As mentioned in a previous post, an attendee at one of my workshops asked about flaws reported in the Energy Star program. Here’s what I’ve learned:
The Government Accountability Office (GAO) played “secret shopper,” or in this case secret manufacturer, and tried to get some crazy products certified by the Energy Start program – gas powered alarm clock anyone? Of 20 fictitious products 15 were certified which was a clear sign the program is unreliable. Their report was released in March and was widely covered in the press.
Manufacturers wishing to qualify their products as Energy Star must submit complete lab reports and results for review and approval by EPA prior to labeling;
Test results must be from an EPA/DoE approved and accredited lab.
Lab testing will now be required for all 60 product categories, previously they were only required for certain categories like windows, doors, skylights and compact fluorescent lighting.
The EPA will no longer rely on an automated approval process.
The DOE conducted off-the-shelf product testing for some of the most common household appliances and a recent Inspector General audit found that 98% of products tested fully complied with Energy Star requirements.
While these changes were necessary and their delay in being enacted could be blamed on the explosive growth of the program there now is a haze of doubt surrounding the once comforting light blue Energy Star label we all have learned to look for. Another consideration is that there is additional cost for manufacturers to have their products certified due to the required lab results, adding to the oft-heard complaint that it costs more to be green/innovate green.
My take on the Energy Star program is that it is better than nothing. Consumers are awash in products claiming to be energy efficient and the Energy Star program is one of few tools available to help cut through the chatter to what really pays off. I say we not dismiss Energy Star but give it the chance it deserves to redeem itself in the wake of the GAO findings.
At the LJ Design Institute last week a question from the audience got me thinking – the question was whether or not using digital signage, specifically LCD panels, were an energy efficient option and a waste reducing option (the idea being less paper would be used to announce programs, etc.)

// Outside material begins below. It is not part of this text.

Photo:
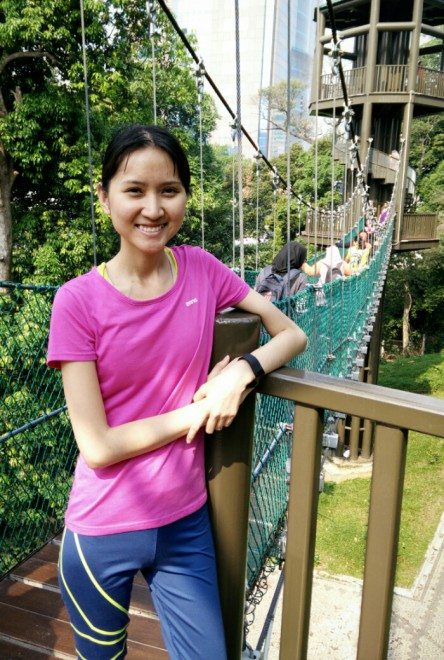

The hive mind in the room came up with the answer that LED panels would be more energy efficient than LCD, that yes, it would reduce the amount of paper used and that there was a definite hip factor to the application of digital signage in libraries.
It got me thinking about something I heard at the PLA Conference at the Top Tech Tips panel discussion about QR-Codes – these cute squares of connection can be used by owners of smartphones to link to more information. Evidently stores use these, posting them by the front door so customers can connect with sale information or the online version of the store through their phone.
Libraries could make use of these as well for program announcements, posting of hours, board meetings or build them into a program – thinking of something like a scavenger hunt using clues found through the QR-Codes….
For now you can play with QR-Codes using this free QR-Code generator. Stick one in your email signature, post one on your library’s front door and gauge reaction – as more patrons use smartphones the more potential there is to connect virtually with them.
Humbling as it may be I’m owning up to having been named one of Library Journal’s 2010 Movers & Shakers. The best part of it has been the promotion of the idea that got me so excited about libraries going green to begin with; since I labored over this quote when interviewed for LJ I’ll just use it again: “Libraries that go green are demonstrating, in one of the most visible ways possible, a commitment to being good stewards of public dollars.”